Looks as though the following are appropriate for mash tuns, temp probes etc:
Selleys 401 Engineering (~200°C) - ok, but unfortunately takes *14-21* days to fully cure
Dow Corning 732, 739, 747, 748 (748 ideal) - ranges from 177°C and up
I am going to do a test run of the Bostik 936 in the next few days to see if any bad flavours come up.

Enjoy...


----------



## Fingerlickin_B (22/8/14)

Ross said:


> FB, never mentioned what he wanted the sealent for if you read the posts Darren


And to be honest, after all these years I cannot remember for the life of me! LOL

PZ.


----------



## Feldon (22/8/14)

This is food-safe silicone sealant made for the food industry.

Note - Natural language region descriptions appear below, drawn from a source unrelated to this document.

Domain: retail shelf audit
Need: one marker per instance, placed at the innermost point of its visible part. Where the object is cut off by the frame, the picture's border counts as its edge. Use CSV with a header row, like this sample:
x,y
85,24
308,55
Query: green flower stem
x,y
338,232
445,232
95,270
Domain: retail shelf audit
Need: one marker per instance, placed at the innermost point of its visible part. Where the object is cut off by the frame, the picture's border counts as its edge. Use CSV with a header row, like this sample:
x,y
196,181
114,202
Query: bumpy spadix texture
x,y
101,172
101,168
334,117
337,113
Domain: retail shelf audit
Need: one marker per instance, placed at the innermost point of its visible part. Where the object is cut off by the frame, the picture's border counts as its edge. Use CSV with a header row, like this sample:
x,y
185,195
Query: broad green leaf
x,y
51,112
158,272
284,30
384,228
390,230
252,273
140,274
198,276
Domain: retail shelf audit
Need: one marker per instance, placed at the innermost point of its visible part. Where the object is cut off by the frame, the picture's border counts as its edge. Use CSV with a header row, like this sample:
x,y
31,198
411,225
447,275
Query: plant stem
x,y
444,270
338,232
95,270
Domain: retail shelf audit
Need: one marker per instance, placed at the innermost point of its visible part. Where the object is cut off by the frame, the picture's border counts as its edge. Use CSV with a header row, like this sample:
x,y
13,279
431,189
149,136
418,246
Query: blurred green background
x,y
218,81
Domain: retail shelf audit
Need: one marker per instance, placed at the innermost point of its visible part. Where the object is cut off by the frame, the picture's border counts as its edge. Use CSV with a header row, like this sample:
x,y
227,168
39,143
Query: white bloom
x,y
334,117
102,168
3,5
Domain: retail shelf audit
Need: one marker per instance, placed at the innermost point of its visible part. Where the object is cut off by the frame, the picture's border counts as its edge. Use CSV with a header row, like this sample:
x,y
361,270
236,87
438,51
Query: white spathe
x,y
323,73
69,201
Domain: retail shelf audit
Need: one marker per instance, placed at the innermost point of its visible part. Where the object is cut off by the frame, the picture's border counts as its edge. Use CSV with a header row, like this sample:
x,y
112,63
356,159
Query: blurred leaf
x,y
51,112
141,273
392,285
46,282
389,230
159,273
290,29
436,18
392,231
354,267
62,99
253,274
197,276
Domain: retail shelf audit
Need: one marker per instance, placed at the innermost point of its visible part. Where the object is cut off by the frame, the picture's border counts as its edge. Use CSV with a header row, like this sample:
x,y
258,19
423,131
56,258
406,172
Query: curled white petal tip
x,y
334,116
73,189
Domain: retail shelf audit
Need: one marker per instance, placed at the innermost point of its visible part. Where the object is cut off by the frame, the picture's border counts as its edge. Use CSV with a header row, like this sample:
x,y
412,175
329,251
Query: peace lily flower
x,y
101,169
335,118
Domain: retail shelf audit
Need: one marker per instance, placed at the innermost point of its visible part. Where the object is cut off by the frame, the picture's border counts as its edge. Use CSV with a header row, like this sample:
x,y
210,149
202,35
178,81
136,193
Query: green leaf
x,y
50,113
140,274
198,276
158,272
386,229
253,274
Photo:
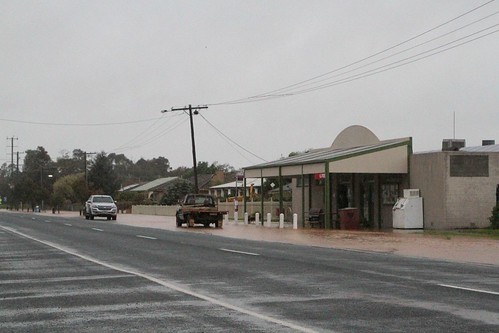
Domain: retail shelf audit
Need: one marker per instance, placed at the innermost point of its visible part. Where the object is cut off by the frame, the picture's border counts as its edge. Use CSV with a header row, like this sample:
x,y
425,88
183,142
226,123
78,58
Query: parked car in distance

_Food grade silicone. Colour: Aluminium Grey, suitable for use with stainless steel. High temperature formula heat resistant to 200ºC (400ºF). Premium grade. Air cures overnight. Tack-free in 15 minutes. Uses: Waterproof adhesive bonds better than generic sealants. Won't peel. Tube volume: 304ml._

$20 per tube from CRH Australia (http://www.crh.com.au/products/fabrication-supplies/sealants/kason-sil-kason-food-grade-silicone/)


----------



## TidalPete (22/8/14)

And yet another! (rather similar to Feldon's!

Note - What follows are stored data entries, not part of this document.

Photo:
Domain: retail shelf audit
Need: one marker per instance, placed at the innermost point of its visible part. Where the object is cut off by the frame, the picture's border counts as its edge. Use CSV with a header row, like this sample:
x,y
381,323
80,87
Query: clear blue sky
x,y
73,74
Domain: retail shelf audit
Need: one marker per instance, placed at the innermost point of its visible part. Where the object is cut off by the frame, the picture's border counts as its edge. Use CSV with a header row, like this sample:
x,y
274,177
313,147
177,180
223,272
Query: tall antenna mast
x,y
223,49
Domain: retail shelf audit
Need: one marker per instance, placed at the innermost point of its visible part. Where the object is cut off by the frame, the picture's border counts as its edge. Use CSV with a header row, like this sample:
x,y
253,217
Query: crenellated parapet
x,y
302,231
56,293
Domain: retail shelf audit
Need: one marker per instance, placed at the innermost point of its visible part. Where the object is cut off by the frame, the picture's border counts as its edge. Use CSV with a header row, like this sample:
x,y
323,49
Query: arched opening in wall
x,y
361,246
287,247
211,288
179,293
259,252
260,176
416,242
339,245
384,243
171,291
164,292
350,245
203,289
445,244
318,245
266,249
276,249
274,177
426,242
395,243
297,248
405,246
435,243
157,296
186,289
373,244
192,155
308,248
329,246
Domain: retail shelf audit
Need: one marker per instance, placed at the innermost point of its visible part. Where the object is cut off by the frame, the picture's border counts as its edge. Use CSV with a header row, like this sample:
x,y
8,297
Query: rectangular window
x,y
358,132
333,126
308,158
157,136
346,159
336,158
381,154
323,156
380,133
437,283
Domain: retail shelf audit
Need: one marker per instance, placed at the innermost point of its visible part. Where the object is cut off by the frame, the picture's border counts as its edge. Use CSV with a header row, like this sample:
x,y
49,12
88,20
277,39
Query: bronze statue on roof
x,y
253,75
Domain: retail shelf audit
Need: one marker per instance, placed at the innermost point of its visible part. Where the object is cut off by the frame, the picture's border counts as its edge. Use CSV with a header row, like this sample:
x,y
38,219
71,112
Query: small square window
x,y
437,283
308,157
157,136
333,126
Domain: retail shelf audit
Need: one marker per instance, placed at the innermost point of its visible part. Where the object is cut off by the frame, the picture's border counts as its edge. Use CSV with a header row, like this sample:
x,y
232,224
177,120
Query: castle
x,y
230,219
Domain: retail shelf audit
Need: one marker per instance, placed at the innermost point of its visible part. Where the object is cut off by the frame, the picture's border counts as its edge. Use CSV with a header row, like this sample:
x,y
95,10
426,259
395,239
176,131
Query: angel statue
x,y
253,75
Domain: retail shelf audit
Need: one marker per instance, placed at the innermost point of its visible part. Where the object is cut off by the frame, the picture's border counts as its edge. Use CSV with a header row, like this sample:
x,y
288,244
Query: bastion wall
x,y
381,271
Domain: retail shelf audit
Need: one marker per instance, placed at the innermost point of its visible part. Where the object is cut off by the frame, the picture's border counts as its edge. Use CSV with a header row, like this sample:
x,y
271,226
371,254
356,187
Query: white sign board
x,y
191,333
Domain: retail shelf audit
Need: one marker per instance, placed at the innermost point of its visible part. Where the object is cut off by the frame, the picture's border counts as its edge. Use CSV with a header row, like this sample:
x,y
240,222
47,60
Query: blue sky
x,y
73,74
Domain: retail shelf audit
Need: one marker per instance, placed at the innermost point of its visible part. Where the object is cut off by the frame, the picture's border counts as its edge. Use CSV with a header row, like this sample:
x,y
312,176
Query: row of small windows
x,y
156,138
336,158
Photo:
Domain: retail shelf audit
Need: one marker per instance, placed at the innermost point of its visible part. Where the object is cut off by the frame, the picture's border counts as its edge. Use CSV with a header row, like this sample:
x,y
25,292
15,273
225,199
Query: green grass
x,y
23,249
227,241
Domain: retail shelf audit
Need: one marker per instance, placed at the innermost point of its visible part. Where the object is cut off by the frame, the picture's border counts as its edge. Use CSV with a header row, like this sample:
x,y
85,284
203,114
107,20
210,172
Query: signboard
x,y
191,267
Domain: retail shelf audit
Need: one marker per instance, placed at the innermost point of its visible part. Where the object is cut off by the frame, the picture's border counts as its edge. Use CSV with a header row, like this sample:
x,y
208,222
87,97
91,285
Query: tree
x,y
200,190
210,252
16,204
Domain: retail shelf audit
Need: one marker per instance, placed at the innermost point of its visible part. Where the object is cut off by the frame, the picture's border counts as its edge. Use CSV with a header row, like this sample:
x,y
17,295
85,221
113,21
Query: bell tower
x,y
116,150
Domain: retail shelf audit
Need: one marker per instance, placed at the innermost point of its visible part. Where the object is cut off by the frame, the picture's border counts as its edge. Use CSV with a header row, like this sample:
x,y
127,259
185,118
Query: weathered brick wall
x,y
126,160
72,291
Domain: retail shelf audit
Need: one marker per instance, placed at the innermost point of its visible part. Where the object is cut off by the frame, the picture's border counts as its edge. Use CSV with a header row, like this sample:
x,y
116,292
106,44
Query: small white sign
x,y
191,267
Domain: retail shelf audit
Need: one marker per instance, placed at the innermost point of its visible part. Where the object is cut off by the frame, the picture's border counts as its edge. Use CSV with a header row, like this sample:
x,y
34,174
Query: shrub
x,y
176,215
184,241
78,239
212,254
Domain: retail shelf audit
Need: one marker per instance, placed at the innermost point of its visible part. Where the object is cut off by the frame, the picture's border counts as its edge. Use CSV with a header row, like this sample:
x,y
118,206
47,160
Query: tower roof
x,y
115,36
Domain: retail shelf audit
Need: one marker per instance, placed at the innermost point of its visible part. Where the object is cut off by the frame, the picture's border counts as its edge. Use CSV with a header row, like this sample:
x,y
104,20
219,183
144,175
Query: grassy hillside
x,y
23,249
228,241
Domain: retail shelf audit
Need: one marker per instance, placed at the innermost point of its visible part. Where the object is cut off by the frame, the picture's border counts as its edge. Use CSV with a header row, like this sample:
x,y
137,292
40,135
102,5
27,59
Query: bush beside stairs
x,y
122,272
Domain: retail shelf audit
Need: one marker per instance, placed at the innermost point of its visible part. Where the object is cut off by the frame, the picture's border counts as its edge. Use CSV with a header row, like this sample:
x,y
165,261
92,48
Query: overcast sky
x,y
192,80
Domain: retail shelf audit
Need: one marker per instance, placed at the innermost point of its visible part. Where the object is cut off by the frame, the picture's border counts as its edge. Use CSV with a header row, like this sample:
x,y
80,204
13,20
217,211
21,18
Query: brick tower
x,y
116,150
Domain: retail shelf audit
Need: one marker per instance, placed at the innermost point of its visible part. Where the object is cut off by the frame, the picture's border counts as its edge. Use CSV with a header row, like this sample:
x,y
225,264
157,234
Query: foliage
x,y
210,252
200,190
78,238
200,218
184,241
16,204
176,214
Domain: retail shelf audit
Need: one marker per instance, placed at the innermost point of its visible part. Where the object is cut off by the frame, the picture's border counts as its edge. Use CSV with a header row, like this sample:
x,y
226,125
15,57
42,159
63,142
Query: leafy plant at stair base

TTBOMM $14 from the big green shed last year.

http://www.selleys.com.au/trade/building-products/silicone-sealants/silicone-401-rtv


----------



## Adr_0 (22/8/14)

TidalPete said:


> And yet another! (rather similar to Feldon's!
> 
> TTBOMM $14 from the big green shed last year.
> 
> http://www.selleys.com.au/trade/building-products/silicone-sealants/silicone-401-rtv


Yes, but what it only tells you on the tube - not in any Web literature - is that it takes 21 days to properly cure. And until it does, it will continue to release small amounts of the acetic acid compound, which could leach into what you're using it on. 

Although not exactly a sealant, I have now had great success with the Knead It Aqua, as Ross originally recommended. Funny for Ross to give great information.


----------



## TidalPete (22/8/14)

Adr_0 said:


> Yes, but what it only tells you on the tube - not in any Web literature - is that it takes 21 days to properly cure. And until it does, it will continue to release small amounts of the acetic acid compound, which could leach into what you're using it on.


Thanks for that Adr_O.
I used it to vermin-proof the insulation around the vessels on my HERMS years ago & can't recall what the label said. Not that I'm doubting you of course. 
I don't have any on hand but will check out a tube next time I'm at Bunnings FMI.


----------



## Mardoo (22/8/14)

Second the Selleys Knead It Aqua. Great stuff.